Memorias de una guerra. Por JOSÉ FERNANDO DOMENE VERDÚ
Como tantos otros jóvenes villenenses, José Verdú Navarro fue movilizado para ir al frente en 1936, poco después de comenzar la Guerra Civil. Sin embargo, tras ser avisado confidencialmente de que sería fusilado cuando el tren llegara a su destino, decidió huir y ocultarse en casa de sus suegros en Benejama, donde pasó escondido los tres años de la guerra, igual que hicieron otros tantos jóvenes villenenses. Y fue allí donde escribió la primera carta a su esposa, para tranquilizarla y contarle las peripecias de su arriesgada aventura. He creído conveniente publicar esta carta, en primer lugar, por su valor literario, ya que se trata de un relato apasionado donde se refleja todo el amor y la ternura de un hombre en tan difíciles circunstancias. En segundo lugar, porque es el testimonio de una experiencia trágica, consecuencia de unas circunstancias trágicas, que vivieron más o menos de forma parecida otras muchas familias y otras muchas personas de nuestra ciudad y de España entera. Es una experiencia dramática que creo que merece conocerse. No importa el color político ni en el bando en el que se estuviera entonces. Lo que importa es que sucesos como éste no se olviden y se tengan siempre presentes, para que nunca más vuelvan a repetirse.

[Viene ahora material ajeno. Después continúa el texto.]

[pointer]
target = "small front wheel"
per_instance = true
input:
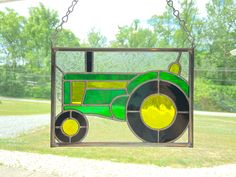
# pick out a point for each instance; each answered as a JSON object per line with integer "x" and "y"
{"x": 71, "y": 127}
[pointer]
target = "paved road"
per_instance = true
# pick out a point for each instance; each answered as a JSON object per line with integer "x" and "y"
{"x": 6, "y": 171}
{"x": 11, "y": 126}
{"x": 79, "y": 167}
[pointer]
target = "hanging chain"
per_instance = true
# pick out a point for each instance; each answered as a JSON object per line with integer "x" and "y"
{"x": 182, "y": 23}
{"x": 63, "y": 21}
{"x": 169, "y": 3}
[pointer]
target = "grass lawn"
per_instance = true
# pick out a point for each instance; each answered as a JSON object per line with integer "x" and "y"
{"x": 12, "y": 107}
{"x": 215, "y": 144}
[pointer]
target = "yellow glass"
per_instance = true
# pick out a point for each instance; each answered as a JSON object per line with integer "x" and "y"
{"x": 77, "y": 92}
{"x": 175, "y": 68}
{"x": 158, "y": 111}
{"x": 70, "y": 127}
{"x": 108, "y": 85}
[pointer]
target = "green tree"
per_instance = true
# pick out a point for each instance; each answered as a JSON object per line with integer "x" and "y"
{"x": 12, "y": 52}
{"x": 134, "y": 36}
{"x": 218, "y": 39}
{"x": 167, "y": 27}
{"x": 95, "y": 39}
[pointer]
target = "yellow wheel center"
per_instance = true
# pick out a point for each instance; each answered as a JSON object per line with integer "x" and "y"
{"x": 70, "y": 127}
{"x": 158, "y": 111}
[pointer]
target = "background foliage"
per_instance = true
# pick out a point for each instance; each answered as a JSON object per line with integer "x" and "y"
{"x": 25, "y": 49}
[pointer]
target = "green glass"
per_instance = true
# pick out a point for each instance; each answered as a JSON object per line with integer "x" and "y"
{"x": 175, "y": 80}
{"x": 140, "y": 79}
{"x": 119, "y": 108}
{"x": 66, "y": 92}
{"x": 101, "y": 96}
{"x": 81, "y": 76}
{"x": 97, "y": 110}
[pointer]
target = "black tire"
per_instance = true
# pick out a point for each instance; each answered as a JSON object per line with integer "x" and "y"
{"x": 147, "y": 134}
{"x": 81, "y": 133}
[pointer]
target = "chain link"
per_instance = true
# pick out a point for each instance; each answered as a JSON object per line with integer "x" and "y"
{"x": 63, "y": 21}
{"x": 74, "y": 2}
{"x": 182, "y": 23}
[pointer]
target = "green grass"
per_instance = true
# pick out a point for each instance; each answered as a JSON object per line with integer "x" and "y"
{"x": 12, "y": 107}
{"x": 215, "y": 144}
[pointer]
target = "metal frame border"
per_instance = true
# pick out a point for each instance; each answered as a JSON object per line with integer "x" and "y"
{"x": 121, "y": 144}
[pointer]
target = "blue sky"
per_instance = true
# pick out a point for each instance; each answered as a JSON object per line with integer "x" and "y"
{"x": 104, "y": 15}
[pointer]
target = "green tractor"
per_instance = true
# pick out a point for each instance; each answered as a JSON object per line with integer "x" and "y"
{"x": 154, "y": 104}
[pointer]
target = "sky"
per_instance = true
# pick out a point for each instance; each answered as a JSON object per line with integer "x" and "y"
{"x": 103, "y": 15}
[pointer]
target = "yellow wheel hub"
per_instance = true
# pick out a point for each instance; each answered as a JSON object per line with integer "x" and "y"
{"x": 70, "y": 127}
{"x": 158, "y": 111}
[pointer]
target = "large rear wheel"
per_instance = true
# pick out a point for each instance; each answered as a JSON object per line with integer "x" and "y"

Mi querida y adorada Mariana: ¿Recuerdas los últimos momentos de aquella noche del día 25 de septiembre? A mí no se me borra ni un solo instante de la imaginación. Tú, sentada a mi lado, sufriendo resignada, porque estos hombres sin conciencia al matadero me llevaban. Mis padres, hermano y tía, con la cabeza gacha, en silencio y bañando sus mejillas las lágrimas, lloran porque un pedazo del corazón les arrebata. El amor de nuestros amores, aquel ángel que el año aún no tenía, hermosa, morena como nuestra patrona y que para semejanza más a ella hasta su mismo nombre lleva, dormía en el lecho que mío era de soltero, sin saber a dónde llevaban a su padre. Yo, sufriendo quizás más que vosotros, porque el hombre sufre con más resignación y no exterioriza tanto su pena, os veía llorar y el corazón se me desgarraba. Llegó la hora de tener que alejarme de vosotros; son mis primeros pasos dirigidos a la habitación donde mi hermosa nena se encuentra; abro la luz, y por si mis ojos era la última vez que la miraban, todavía me pareció más hermosa. La contemplo un instante, mis ojos no pueden detener unas lágrimas, la beso y entonces ella se mueve porque a interrumpirle el sueño fueron; ¡hija de mi corazón!, no sabía que era su padre que tal vez el último beso le daba. Vuelvo a mirarla y con profunda pena, muy en silencio le digo: "Adiós, hija de mi corazón». Al apagar la luz, ha quedado tan impresa en mi mente su figura, que jamás se borrará. Señor, guárdame a la nena, que pronto pueda volver a besarla.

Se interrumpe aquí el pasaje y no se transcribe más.